Хёсс был прав. Лагерям теперь оставалось довольствоваться теми, кого больше нельзя было использовать на передовой: ранеными, контужеными или стариками, не способными более держать оружие. Сюда еще можно было добавить разжалованных, которым раньше никто из нас и руки бы не подал, и иностранцев, едва способных связать два слова по-немецки. Ах да, еще маргиналы и уклонисты, которые и сами заслуживали треугольника на груди.

Хёсс сокрушенно качал головой:

– Все принципы Эйке, идеологическая подготовка – все забыто и попрано! Принимают даже гражданских, видел? Таможенников и железнодорожников. Они не только позволяют себе разговоры с заключенными, но даже их жалеют!

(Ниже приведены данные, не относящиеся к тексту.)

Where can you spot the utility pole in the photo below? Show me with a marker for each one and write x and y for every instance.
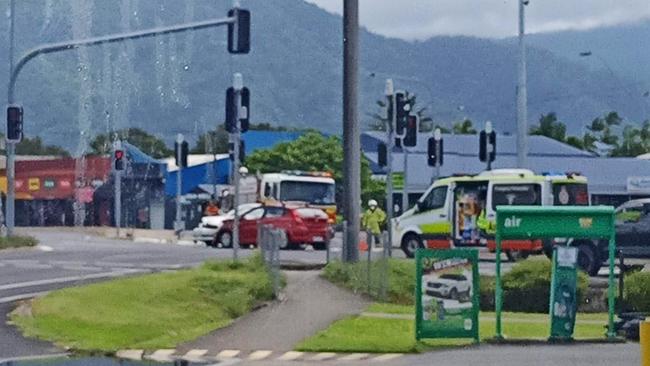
(179, 224)
(351, 141)
(10, 145)
(522, 113)
(390, 128)
(117, 146)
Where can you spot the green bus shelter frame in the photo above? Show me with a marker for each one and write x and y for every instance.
(537, 222)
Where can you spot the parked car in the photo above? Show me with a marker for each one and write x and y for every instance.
(303, 225)
(210, 225)
(632, 238)
(451, 286)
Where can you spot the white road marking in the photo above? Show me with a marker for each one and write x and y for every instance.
(162, 355)
(259, 355)
(8, 299)
(130, 354)
(290, 356)
(322, 356)
(354, 357)
(195, 355)
(386, 357)
(50, 281)
(228, 353)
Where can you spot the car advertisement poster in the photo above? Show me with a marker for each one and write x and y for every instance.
(447, 293)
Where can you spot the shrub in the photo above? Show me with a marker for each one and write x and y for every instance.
(637, 291)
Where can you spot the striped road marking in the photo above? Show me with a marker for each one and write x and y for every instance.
(259, 355)
(162, 355)
(322, 356)
(228, 353)
(354, 357)
(290, 356)
(386, 357)
(131, 354)
(195, 355)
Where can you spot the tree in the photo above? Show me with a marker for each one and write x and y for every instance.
(149, 144)
(314, 152)
(550, 127)
(35, 146)
(464, 127)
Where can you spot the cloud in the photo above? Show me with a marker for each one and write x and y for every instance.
(420, 19)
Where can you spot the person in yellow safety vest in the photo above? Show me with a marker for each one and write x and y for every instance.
(372, 220)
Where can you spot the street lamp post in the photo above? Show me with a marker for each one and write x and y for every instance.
(522, 112)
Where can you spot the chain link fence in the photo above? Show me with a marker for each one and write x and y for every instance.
(270, 240)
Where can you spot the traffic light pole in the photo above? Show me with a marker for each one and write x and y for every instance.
(71, 45)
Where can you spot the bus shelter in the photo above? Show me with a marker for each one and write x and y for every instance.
(548, 222)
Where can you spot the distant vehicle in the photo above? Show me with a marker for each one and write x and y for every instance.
(632, 237)
(303, 225)
(209, 225)
(452, 209)
(315, 189)
(449, 285)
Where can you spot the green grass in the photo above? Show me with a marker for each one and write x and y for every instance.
(17, 242)
(151, 311)
(370, 334)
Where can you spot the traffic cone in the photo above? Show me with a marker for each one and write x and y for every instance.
(363, 246)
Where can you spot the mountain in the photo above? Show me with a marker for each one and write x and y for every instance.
(176, 84)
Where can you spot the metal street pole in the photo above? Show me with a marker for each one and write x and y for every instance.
(238, 85)
(179, 183)
(117, 145)
(69, 45)
(522, 113)
(351, 140)
(390, 128)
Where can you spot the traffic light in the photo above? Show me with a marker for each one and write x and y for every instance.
(239, 32)
(411, 137)
(119, 160)
(185, 149)
(242, 151)
(435, 152)
(382, 154)
(231, 109)
(487, 146)
(14, 123)
(402, 110)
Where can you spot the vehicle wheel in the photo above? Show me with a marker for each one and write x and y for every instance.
(225, 238)
(453, 294)
(410, 244)
(588, 259)
(516, 255)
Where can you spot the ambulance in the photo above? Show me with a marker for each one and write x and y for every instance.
(460, 211)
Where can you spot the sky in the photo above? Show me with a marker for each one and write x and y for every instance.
(421, 19)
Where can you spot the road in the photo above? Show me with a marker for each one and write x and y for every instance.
(66, 258)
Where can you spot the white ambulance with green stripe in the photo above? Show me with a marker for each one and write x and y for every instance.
(460, 210)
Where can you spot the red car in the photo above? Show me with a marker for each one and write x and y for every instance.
(303, 225)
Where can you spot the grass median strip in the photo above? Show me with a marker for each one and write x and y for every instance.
(152, 311)
(375, 333)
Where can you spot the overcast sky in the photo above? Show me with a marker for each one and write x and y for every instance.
(420, 19)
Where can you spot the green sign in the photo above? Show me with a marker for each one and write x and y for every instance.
(563, 304)
(548, 222)
(398, 181)
(447, 293)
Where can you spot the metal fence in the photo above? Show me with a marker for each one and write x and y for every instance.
(270, 240)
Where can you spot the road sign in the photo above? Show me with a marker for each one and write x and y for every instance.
(447, 294)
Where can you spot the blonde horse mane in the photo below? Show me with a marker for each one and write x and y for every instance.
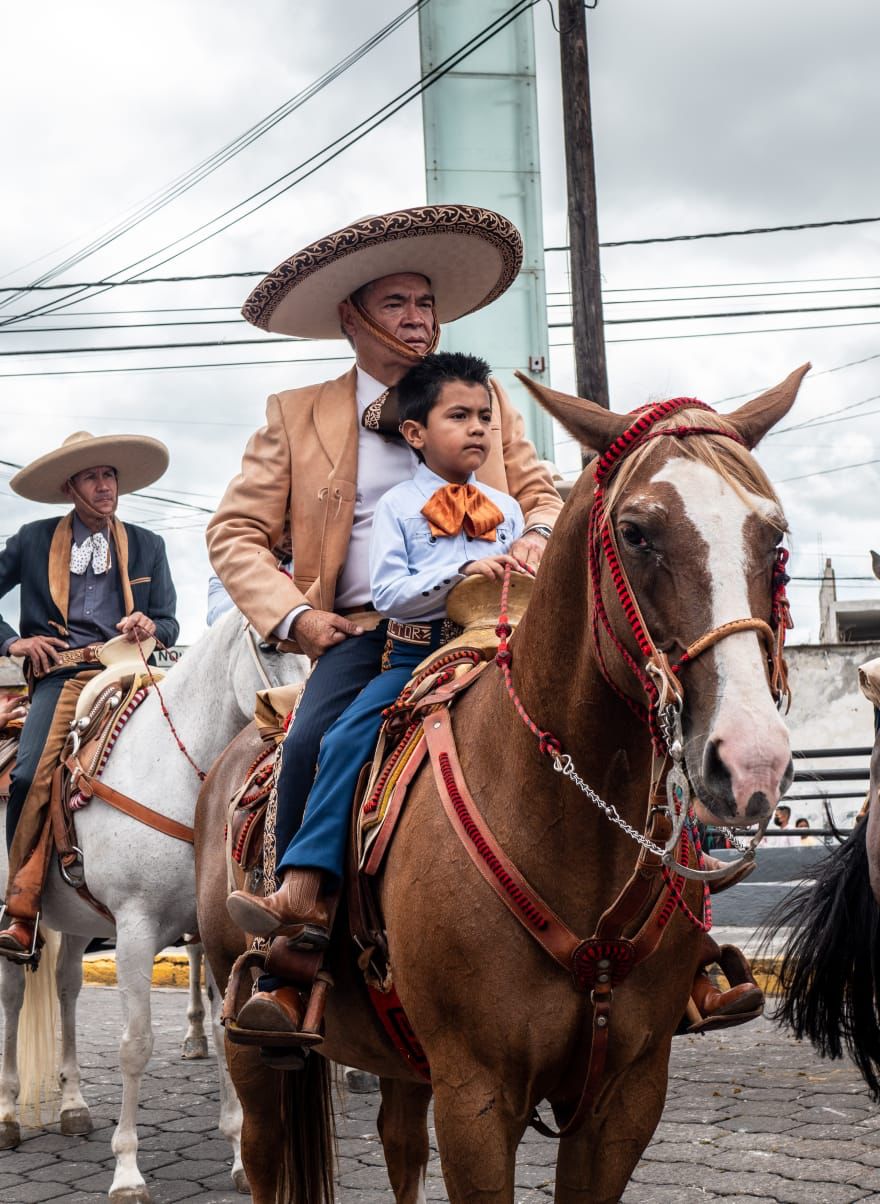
(733, 462)
(37, 1043)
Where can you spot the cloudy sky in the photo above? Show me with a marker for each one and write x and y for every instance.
(706, 118)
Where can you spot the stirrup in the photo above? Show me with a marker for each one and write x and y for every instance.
(30, 960)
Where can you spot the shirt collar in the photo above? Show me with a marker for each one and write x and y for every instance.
(367, 389)
(427, 482)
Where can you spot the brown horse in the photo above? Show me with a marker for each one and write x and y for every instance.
(696, 526)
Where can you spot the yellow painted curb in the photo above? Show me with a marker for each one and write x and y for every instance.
(172, 969)
(169, 969)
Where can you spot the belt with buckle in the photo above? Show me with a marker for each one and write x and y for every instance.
(70, 656)
(409, 632)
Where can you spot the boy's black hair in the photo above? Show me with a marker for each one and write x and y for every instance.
(419, 389)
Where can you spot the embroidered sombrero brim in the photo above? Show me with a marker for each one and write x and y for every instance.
(471, 255)
(137, 459)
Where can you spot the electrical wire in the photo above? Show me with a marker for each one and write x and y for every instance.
(337, 147)
(207, 166)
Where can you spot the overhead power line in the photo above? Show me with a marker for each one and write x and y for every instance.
(207, 166)
(317, 160)
(178, 367)
(731, 234)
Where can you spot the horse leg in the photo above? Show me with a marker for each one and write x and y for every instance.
(403, 1132)
(11, 997)
(478, 1128)
(134, 958)
(195, 1043)
(594, 1166)
(261, 1134)
(230, 1109)
(76, 1119)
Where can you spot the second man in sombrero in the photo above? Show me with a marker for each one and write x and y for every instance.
(84, 577)
(329, 452)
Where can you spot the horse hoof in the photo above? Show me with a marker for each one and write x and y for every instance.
(360, 1081)
(195, 1048)
(10, 1134)
(130, 1194)
(76, 1122)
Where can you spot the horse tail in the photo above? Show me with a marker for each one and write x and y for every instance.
(308, 1155)
(831, 972)
(37, 1046)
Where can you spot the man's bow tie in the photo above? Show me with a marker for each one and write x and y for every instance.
(93, 550)
(454, 507)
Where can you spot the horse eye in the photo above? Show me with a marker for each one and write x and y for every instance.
(635, 536)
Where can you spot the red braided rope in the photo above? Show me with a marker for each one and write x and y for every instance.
(169, 720)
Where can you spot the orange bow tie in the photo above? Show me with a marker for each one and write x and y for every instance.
(454, 507)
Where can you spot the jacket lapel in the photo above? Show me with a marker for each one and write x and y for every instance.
(59, 565)
(336, 423)
(120, 537)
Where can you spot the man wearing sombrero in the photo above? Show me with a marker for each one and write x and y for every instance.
(330, 450)
(86, 578)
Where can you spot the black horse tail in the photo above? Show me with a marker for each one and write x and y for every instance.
(830, 973)
(307, 1158)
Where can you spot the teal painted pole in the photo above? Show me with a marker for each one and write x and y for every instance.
(480, 127)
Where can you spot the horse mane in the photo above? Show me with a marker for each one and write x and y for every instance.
(734, 464)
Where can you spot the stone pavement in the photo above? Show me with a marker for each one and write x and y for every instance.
(751, 1116)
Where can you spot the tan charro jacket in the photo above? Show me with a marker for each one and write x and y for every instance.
(306, 458)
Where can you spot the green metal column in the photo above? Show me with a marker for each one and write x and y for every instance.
(482, 148)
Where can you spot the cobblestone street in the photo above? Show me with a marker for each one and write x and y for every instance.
(751, 1115)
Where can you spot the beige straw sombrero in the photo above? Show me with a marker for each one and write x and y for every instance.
(471, 255)
(137, 459)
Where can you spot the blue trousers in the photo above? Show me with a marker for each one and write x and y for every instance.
(36, 727)
(348, 744)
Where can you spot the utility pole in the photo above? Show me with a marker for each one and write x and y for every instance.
(583, 229)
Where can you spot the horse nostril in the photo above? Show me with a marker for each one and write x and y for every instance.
(715, 772)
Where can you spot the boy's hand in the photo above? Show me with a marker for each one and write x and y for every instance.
(491, 567)
(316, 631)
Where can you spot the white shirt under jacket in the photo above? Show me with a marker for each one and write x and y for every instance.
(382, 464)
(412, 571)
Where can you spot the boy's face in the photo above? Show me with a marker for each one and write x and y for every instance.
(455, 438)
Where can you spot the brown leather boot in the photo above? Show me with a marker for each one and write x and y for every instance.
(296, 910)
(17, 939)
(272, 1011)
(710, 1008)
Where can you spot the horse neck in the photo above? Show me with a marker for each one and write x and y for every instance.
(200, 697)
(557, 676)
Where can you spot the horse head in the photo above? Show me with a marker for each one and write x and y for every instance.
(685, 583)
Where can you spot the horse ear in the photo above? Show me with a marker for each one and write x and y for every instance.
(591, 425)
(755, 418)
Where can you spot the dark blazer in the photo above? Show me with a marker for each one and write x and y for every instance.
(37, 559)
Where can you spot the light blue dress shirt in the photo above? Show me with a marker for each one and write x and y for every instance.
(411, 570)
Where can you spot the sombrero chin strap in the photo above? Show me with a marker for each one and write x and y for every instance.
(388, 340)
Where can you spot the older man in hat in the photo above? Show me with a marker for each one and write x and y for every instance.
(86, 577)
(330, 450)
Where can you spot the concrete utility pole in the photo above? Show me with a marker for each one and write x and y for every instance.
(482, 148)
(583, 229)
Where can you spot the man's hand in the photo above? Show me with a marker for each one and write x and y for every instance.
(11, 708)
(316, 631)
(492, 567)
(529, 549)
(136, 626)
(40, 651)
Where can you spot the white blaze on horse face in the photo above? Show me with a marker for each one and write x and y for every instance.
(746, 731)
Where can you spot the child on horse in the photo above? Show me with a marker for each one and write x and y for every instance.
(429, 533)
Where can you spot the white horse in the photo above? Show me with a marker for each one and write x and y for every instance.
(146, 879)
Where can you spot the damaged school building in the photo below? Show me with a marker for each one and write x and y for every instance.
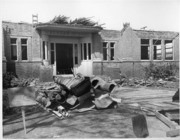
(58, 49)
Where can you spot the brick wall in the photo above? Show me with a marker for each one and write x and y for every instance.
(130, 69)
(30, 67)
(25, 69)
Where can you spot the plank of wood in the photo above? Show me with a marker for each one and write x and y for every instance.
(172, 116)
(24, 119)
(173, 103)
(173, 133)
(166, 120)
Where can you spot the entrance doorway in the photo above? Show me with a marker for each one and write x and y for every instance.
(64, 58)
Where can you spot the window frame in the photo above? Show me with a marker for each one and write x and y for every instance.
(74, 54)
(149, 51)
(157, 49)
(85, 51)
(108, 49)
(12, 44)
(52, 50)
(111, 48)
(26, 48)
(172, 50)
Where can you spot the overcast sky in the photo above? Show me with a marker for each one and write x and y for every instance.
(155, 14)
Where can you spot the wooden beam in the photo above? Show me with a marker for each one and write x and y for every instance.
(172, 116)
(166, 120)
(173, 133)
(24, 119)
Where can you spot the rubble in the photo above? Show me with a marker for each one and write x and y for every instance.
(73, 92)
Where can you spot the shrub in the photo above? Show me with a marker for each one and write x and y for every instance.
(160, 71)
(7, 78)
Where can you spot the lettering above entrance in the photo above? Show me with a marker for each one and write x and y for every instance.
(64, 33)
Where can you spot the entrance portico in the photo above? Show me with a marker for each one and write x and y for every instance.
(67, 48)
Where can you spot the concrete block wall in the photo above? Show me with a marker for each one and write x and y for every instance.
(23, 68)
(130, 69)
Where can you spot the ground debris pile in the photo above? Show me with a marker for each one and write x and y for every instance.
(11, 80)
(170, 82)
(79, 93)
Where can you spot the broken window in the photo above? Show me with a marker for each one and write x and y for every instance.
(89, 50)
(85, 51)
(24, 49)
(105, 48)
(76, 53)
(81, 51)
(44, 50)
(145, 49)
(157, 55)
(112, 51)
(52, 53)
(168, 49)
(14, 48)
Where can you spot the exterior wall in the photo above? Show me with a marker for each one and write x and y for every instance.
(129, 68)
(176, 48)
(129, 49)
(97, 47)
(129, 46)
(23, 68)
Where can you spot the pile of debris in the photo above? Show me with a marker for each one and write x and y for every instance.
(79, 93)
(169, 82)
(11, 80)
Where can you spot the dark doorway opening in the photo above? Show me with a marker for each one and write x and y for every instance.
(64, 58)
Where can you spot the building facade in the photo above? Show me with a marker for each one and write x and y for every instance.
(53, 49)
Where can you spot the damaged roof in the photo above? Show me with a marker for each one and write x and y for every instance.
(67, 27)
(156, 34)
(110, 34)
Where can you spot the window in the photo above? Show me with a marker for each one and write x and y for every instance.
(157, 55)
(24, 49)
(85, 52)
(76, 53)
(44, 50)
(52, 53)
(145, 49)
(112, 51)
(81, 51)
(105, 48)
(14, 48)
(89, 50)
(168, 50)
(108, 50)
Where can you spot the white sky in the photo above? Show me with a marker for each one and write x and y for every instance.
(155, 14)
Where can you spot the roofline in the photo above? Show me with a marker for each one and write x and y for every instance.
(67, 26)
(21, 22)
(154, 31)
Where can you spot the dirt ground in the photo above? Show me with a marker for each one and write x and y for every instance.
(108, 123)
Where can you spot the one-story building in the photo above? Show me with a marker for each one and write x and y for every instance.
(31, 49)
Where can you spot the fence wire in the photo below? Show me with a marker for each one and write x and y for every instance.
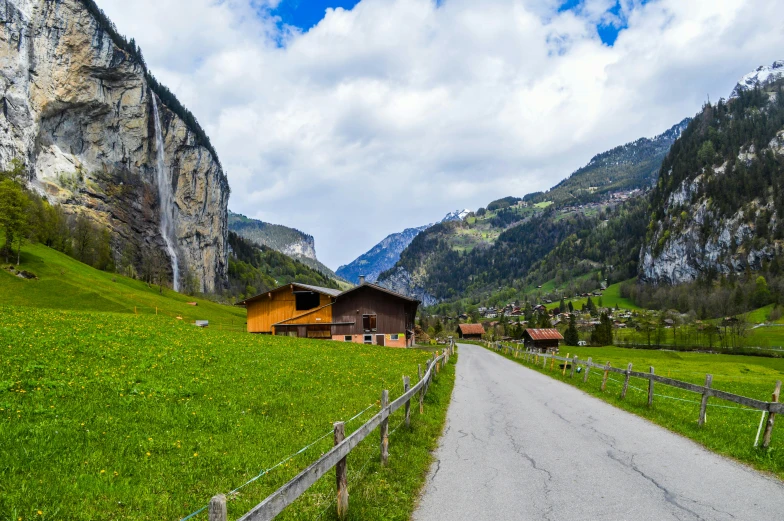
(282, 462)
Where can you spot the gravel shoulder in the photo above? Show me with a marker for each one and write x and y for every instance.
(519, 445)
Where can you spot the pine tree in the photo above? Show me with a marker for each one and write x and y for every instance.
(571, 338)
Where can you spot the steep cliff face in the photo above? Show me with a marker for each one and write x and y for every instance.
(288, 241)
(380, 257)
(77, 109)
(719, 204)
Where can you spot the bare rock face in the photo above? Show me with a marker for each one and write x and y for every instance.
(401, 281)
(77, 109)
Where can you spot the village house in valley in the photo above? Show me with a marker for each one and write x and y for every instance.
(471, 331)
(542, 340)
(365, 314)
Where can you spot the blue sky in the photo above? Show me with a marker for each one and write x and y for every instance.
(367, 123)
(305, 14)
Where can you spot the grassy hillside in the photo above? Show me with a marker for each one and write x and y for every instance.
(611, 297)
(65, 283)
(118, 416)
(729, 429)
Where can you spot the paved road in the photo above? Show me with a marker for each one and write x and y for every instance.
(519, 445)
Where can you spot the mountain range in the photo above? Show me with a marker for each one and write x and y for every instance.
(701, 200)
(288, 241)
(101, 139)
(501, 244)
(386, 253)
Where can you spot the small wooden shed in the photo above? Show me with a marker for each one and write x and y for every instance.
(471, 331)
(542, 340)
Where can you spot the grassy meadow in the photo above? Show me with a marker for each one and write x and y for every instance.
(611, 297)
(729, 430)
(123, 416)
(65, 283)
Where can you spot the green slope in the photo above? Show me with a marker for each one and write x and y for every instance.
(65, 283)
(117, 416)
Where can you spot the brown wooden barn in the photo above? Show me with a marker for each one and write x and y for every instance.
(470, 331)
(366, 314)
(542, 340)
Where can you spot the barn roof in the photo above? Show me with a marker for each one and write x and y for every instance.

Они поддерживают режим скорее из страха.

– Не стоит льстить режиму, Рудольф, страх был всегда. Боюсь, все идет к тому, что это и останется высшим достижением режима.

Хёсс посмотрел на меня и с горечью усмехнулся:

– Сейчас уже никто не стесняется в выражениях. Все осмелели.

– Эти ветераны многое понимают. Они осознают, что конец близок. Думаешь, почему они не желают менять солдатский мундир на эсэсовскую форму? Она для них своего рода метка, от которой теперь лучше избавиться.

– Но на что они надеются, пытаясь дистанцироваться от лагеря в самом же лагере?!

– Как минимум – не поменяться с узниками ролями. А еще лучше – купить обратный билет в послевоенный мир. Нам с тобой его, увы, не продадут. – И я торжественно приподнял чашку, показывая, за что пью. Жаль, в ней был не хороший коньяк, а всего лишь чай.

– Проблема в комплектовании стоит остро на всех уровнях, – не унимался Хёсс.

Он упорно не хотел замечать моего состояния и явного нежелания обсуждать все это всерьез. Я даже не пытался скрыть полнейшей скуки на лице.

– Это касается не только охранной части, но и административной, – продолжил он, с трудом справляясь с негодованием, которое начало меня забавлять, – заключенных теперь приходится привлекать даже к бумажной работе с нашей внутренней корреспонденцией. А ведь нельзя, чтобы они знали, что происходит на фронте. Это даст им надежду… Понимаешь, о чем я говорю? Если они осознáют, что наше поражение всего лишь вопрос времени, эти полутрупы выживут хотя бы для того, чтобы поглядеть, как нас растерзают победители.

– Стимул достойный, – кивнул я.

Хёсс помрачнел.

3 мая 1994. Тетради

Старая посылочная коробка с фанерными боками была покрыта толстым слоем пыли. Крышка вздулась, чернила на криво приклеенной адресной бумажке расплылись. Разобрать написанное было уже невозможно.